Colton Dixon opens for Third Day at 7 p.m. Saturday at the Cambria County War Memorial Arena in Johnstown.
Dixon, who placed seventh that season, is currently on his first tour as a solo artist, opening for Third Day. The tour, with fellow opener Josh Wilson, will stage a show at 7 p.m. Saturday at the Cambria County War Memorial Arena in Johnstown. Tickets cost $33.10 and $85.70.
The singer recently released his first album, "A Messenger," and has found some radio success with songs such as "You Are," but after his "Idol" turn, he wasn't sure which musical path to follow.

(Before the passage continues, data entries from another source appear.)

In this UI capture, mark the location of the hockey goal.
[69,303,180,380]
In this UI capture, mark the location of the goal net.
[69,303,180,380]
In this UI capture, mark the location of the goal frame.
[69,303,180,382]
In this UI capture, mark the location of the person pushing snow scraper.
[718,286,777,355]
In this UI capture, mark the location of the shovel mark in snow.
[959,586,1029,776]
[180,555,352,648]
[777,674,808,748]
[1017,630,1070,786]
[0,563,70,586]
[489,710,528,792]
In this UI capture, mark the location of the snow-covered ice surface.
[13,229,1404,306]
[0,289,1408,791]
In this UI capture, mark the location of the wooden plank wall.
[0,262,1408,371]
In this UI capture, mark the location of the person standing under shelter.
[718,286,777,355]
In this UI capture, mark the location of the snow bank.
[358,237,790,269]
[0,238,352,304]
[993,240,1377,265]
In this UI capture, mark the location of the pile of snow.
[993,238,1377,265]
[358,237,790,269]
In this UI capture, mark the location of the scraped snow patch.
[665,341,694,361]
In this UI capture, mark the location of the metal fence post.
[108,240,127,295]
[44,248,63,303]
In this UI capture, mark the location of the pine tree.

"I grew up listening to Christian music. I absolutely love it, but I didn't want to make a decision based on what I wanted to do," Dixon said. "God's plan was bigger and better. I wanted God to take hold of those writing sessions. I explored my options in the studio. I wrote what came natural, and it was obvious it was supposed to be Christian music. I'm glad it came out that way.
If you go
What: Third Day, with Colton Dixon and Josh Wilson
When: 7 p.m. Saturday
Where: Cambria County War Memorial Arena, Johnstown
Tickets: $33.10 and $85.70
"If he wanted me to be in mainstream music, so be it, but it was Christian music, and I'm happy to do so."
Dixon originally had auditioned for the 10th season of "American Idol," but did not qualify as a finalist. During auditions for the 11th season, he accompanied his sister, Schyler, to support her as she tried out. The "Idol" judges talked Dixon into again auditioning, and both he and his sister qualified.

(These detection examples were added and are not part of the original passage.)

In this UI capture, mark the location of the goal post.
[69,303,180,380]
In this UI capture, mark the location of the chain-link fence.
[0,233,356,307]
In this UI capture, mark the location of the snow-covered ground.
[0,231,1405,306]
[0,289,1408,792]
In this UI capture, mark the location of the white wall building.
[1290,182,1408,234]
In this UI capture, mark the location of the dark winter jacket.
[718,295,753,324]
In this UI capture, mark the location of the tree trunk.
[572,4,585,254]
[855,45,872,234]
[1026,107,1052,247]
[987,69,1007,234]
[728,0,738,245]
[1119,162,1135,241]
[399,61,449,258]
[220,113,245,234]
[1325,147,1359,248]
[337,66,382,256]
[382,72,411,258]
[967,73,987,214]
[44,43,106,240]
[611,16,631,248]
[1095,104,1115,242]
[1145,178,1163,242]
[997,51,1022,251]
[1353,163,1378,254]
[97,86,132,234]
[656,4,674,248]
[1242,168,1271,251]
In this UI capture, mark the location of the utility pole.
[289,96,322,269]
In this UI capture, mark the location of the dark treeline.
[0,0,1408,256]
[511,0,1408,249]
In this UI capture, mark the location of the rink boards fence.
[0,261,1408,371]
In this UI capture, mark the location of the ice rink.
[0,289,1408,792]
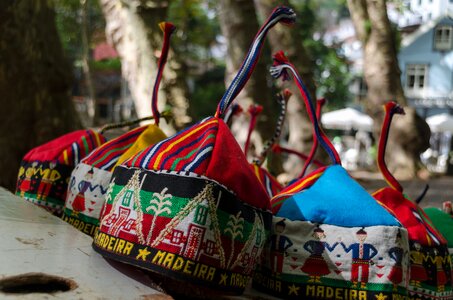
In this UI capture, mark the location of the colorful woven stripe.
[216,6,296,118]
[83,126,148,171]
[126,118,218,173]
[271,166,327,213]
[223,103,243,125]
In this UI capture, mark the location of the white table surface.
[0,188,171,300]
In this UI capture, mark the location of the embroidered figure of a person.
[387,231,404,292]
[301,227,338,283]
[72,169,94,214]
[341,228,377,289]
[20,161,38,197]
[271,219,293,273]
[429,249,450,292]
[410,242,428,287]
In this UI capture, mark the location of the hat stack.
[63,22,175,236]
[93,7,295,294]
[373,102,453,299]
[253,53,409,299]
[16,130,105,215]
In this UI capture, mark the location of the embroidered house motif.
[95,166,270,288]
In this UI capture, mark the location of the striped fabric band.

However, after another round of auditioning, Dixon was named as a finalist, while his sister was eliminated, which for him, produced some mixed emotions.
"It sucked; I'm just going to be frank with you," Dixon said, "but Schyler is mature beyond her years. I wanted her to do better than I did. It was unfortunate that her journey was over from that standpoint, but she's actually out on tour with us, and she sings a song with me during the show. It's cool to have her on the bus, chilling with us."
Dixon is completely enjoying the tour experience, especially being paired with Third Day.
"Those guys are so great," he said. "They're hilarious. It's phenomenal to be on the road with them. For my first full tour as a solo artist, I couldn't have a better band to be with. They set a great example for us. They are great dudes who love the Lord, and they are there for my and my band members."
Tom Grenell, the general manager of the Cambria County War Memorial Arena, expects a big, diverse crowd for the concert.
"I definitely think [Dixon] is likely to bring in the 'American Idol' fan that hasn't tried Christian radio or Christian music yet," Grenell said. "He is going to reach a broader spectrum. To have an 'American Idol' participant in our arena is a real blessing, one you don't find every day."
Grenell expects Third Day and Dixon to be "incredible," and he sees increasing potential in Christian concerts at the War Memorial.
"We've found, going back five or six shows, that honestly, success is breeding success," he said. "This [region] seems to be a great market for Christian music fans. It's been overwhelmingly successful."
After the concert ends, Dixon wants to see the fans leave with some encouragement.
"I want them to have a weight lifted off them," he said. "I want them to see a light in a dark place, and I want to encourage whoever came out that night. We'll have a time to worship, a time to rock out and a time to just get crazy at the end.
"We just get wild and crazy for Jesus. We have a lot of fun."